FIG. 3 is a block diagram of an SN ratio detection circuit. 2, 11,... Subtracter, 3, 12,... K-times circuit, 4, 13, 50,
56 ... Adder, 5, 14 ... Delay element, 6, 15 ... Correlation detection circuit, 7a ... Luminance signal parameter K control circuit, 8 ...
... SN ratio detection circuit, 16a ... Chroma signal parameter K control, 49 ... double circuit, 58 ... switch, 60 ... comparator.

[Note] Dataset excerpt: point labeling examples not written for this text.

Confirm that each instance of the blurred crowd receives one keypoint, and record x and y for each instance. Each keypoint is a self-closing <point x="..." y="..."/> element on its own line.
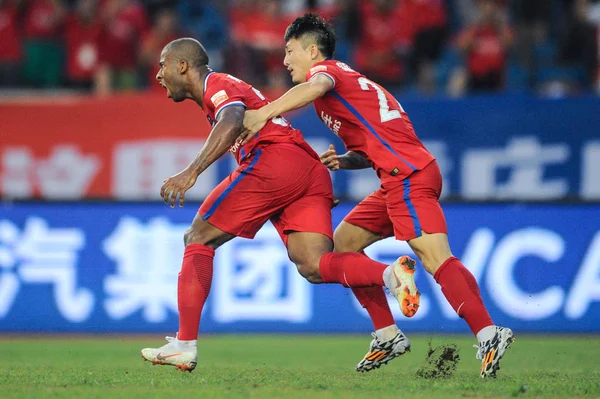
<point x="454" y="47"/>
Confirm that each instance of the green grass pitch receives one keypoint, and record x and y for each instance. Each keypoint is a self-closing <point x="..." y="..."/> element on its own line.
<point x="290" y="366"/>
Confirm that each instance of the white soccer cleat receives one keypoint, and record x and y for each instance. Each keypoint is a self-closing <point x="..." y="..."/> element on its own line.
<point x="400" y="282"/>
<point x="181" y="354"/>
<point x="490" y="352"/>
<point x="381" y="352"/>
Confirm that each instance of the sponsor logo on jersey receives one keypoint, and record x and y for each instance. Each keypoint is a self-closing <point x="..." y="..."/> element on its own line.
<point x="219" y="97"/>
<point x="318" y="68"/>
<point x="345" y="67"/>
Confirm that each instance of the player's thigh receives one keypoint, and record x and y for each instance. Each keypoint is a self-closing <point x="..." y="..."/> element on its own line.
<point x="310" y="212"/>
<point x="305" y="249"/>
<point x="432" y="249"/>
<point x="366" y="223"/>
<point x="242" y="203"/>
<point x="413" y="204"/>
<point x="350" y="238"/>
<point x="203" y="232"/>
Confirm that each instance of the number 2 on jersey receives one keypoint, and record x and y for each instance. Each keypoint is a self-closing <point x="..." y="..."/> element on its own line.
<point x="384" y="109"/>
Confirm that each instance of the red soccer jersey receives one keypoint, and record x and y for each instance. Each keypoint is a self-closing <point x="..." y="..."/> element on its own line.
<point x="370" y="121"/>
<point x="222" y="90"/>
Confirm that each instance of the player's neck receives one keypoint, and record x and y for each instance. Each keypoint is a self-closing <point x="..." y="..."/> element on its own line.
<point x="197" y="89"/>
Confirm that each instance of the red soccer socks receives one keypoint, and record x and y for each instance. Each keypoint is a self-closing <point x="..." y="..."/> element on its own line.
<point x="351" y="269"/>
<point x="461" y="290"/>
<point x="193" y="288"/>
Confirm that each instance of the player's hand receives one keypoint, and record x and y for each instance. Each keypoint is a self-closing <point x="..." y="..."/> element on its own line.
<point x="330" y="158"/>
<point x="176" y="186"/>
<point x="253" y="122"/>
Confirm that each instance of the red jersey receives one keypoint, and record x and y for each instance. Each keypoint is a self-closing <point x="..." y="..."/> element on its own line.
<point x="222" y="90"/>
<point x="370" y="121"/>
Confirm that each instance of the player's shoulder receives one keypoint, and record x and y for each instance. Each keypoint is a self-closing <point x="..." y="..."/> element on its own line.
<point x="223" y="80"/>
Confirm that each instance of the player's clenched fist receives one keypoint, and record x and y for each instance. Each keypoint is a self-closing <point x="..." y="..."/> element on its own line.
<point x="177" y="186"/>
<point x="330" y="158"/>
<point x="254" y="120"/>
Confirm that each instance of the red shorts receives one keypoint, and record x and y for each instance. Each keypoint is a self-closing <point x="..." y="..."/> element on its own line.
<point x="403" y="208"/>
<point x="280" y="182"/>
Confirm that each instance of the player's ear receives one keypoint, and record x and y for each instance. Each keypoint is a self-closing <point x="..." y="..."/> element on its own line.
<point x="183" y="66"/>
<point x="314" y="51"/>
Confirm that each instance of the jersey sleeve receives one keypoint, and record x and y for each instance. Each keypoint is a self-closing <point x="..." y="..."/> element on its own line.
<point x="223" y="92"/>
<point x="329" y="71"/>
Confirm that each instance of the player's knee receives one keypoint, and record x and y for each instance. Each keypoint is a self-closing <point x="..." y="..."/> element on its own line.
<point x="309" y="269"/>
<point x="344" y="243"/>
<point x="188" y="236"/>
<point x="310" y="273"/>
<point x="432" y="260"/>
<point x="194" y="236"/>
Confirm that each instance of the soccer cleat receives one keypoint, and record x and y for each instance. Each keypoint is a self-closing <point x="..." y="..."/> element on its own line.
<point x="401" y="283"/>
<point x="382" y="352"/>
<point x="490" y="352"/>
<point x="183" y="355"/>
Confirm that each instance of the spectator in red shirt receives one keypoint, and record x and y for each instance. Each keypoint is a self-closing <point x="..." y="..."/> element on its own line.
<point x="257" y="28"/>
<point x="164" y="30"/>
<point x="486" y="44"/>
<point x="10" y="45"/>
<point x="430" y="37"/>
<point x="83" y="40"/>
<point x="125" y="23"/>
<point x="387" y="36"/>
<point x="43" y="46"/>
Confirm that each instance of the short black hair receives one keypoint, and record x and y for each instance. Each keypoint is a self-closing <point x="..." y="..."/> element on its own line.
<point x="189" y="49"/>
<point x="315" y="27"/>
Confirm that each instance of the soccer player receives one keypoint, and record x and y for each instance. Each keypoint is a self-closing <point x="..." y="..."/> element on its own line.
<point x="279" y="178"/>
<point x="378" y="133"/>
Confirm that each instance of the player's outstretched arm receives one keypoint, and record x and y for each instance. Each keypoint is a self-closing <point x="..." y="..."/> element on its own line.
<point x="296" y="97"/>
<point x="221" y="138"/>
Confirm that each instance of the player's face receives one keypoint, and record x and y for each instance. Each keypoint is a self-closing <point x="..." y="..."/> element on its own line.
<point x="298" y="60"/>
<point x="168" y="77"/>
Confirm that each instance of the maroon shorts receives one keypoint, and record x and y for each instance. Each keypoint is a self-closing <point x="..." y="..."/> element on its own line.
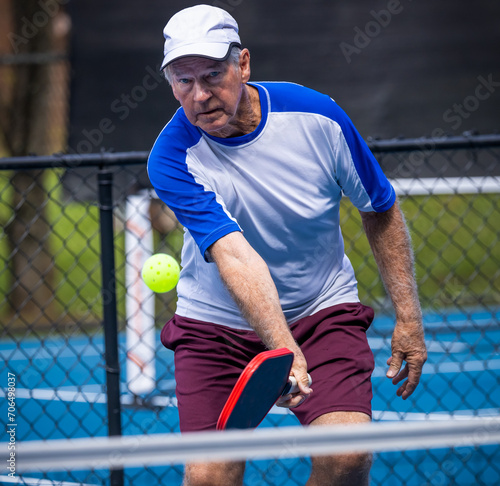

──────────────────────────────────────────────────続 き Continuation of the front page (56) References JP-A-64-71287 (JP, A) JP-A-62-285583 (JP, A) JP-A-62-290270 (JP, A) JP-A 63-28270 111772 (JP, A) Fully open 1988-140774 (JP, U) Fully open 1986-140684 (JP, U) (58) Fields investigated (Int. Cl. ⁶ , DB name) H04N 5/14-5 / 217 H04N 9/77

Claims (3)

(57) [Claims] A first delay means for delaying an output luminance signal for a predetermined period and outputting the first luminance signal; a first subtraction means for calculating a difference between an output from the first delay means and an input luminance signal; A first K multiplying means for multiplying the output of the subtracting means by K, a first adding means for summing an output of the first K multiplying means and an input luminance signal to obtain the output luminance signal, A first correlation detecting means for detecting a correlation of a luminance signal by an output of the subtracting means, a second delaying means for delaying and outputting an output chroma signal for a predetermined period, and an output and an input from the second delaying means. Second subtraction means for taking the difference between the chroma signals, second K-times means for multiplying the output of the second subtraction means by K, and taking the sum of the output of the second K-times means and the input chroma signal. A second adding means for obtaining the output chroma signal, and a chroma signal based on an output of the second subtracting means. Second correlation detecting means for detecting the correlation of the input luminance signal, SN ratio detecting means for detecting the SN ratio of the input luminance signal, and weighting the correlation output of the first correlation detecting means. The hysteresis output, the weighted correlation output, and the output of the SN ratio
A luminance signal parameter K control unit for controlling the value of the parameter K of the K times unit, a correlation output of the first correlation detection unit, a correlation output of the second correlation detection unit, and an output of the SN ratio detection unit. And a chroma signal parameter K control means for switching the chroma signal parameter K in accordance with the luminance signal correlation output of the first correlation detecting means to control the value of the parameter K of the second K multiplying means. Noise removal equipment provided. 2. A luminance signal parameter K control means, comprising:
Doubling means for weighting and doubling the correlation output of the correlating means, and the weighted correlation output from the doubling means and
A third adding means for adding an output from the SN ratio detecting means and a hysteresis output of the first correlation detecting means, wherein the third adding means output is the luminance signal parameter K control means output. Item 3. The noise removing device according to Item 1. 3. The chroma signal parameter K control means includes: fourth addition means for adding the correlation output of the second correlation means and the output of the SN ratio detection means; and the correlation output of the first correlation means and the first output. And a switch for switching the output of the fourth adder and the second predetermined value by the output of the comparator, and outputting the output of the switch for the chroma signal. 2. The noise eliminator according to claim 1, wherein the output is a parameter K control means.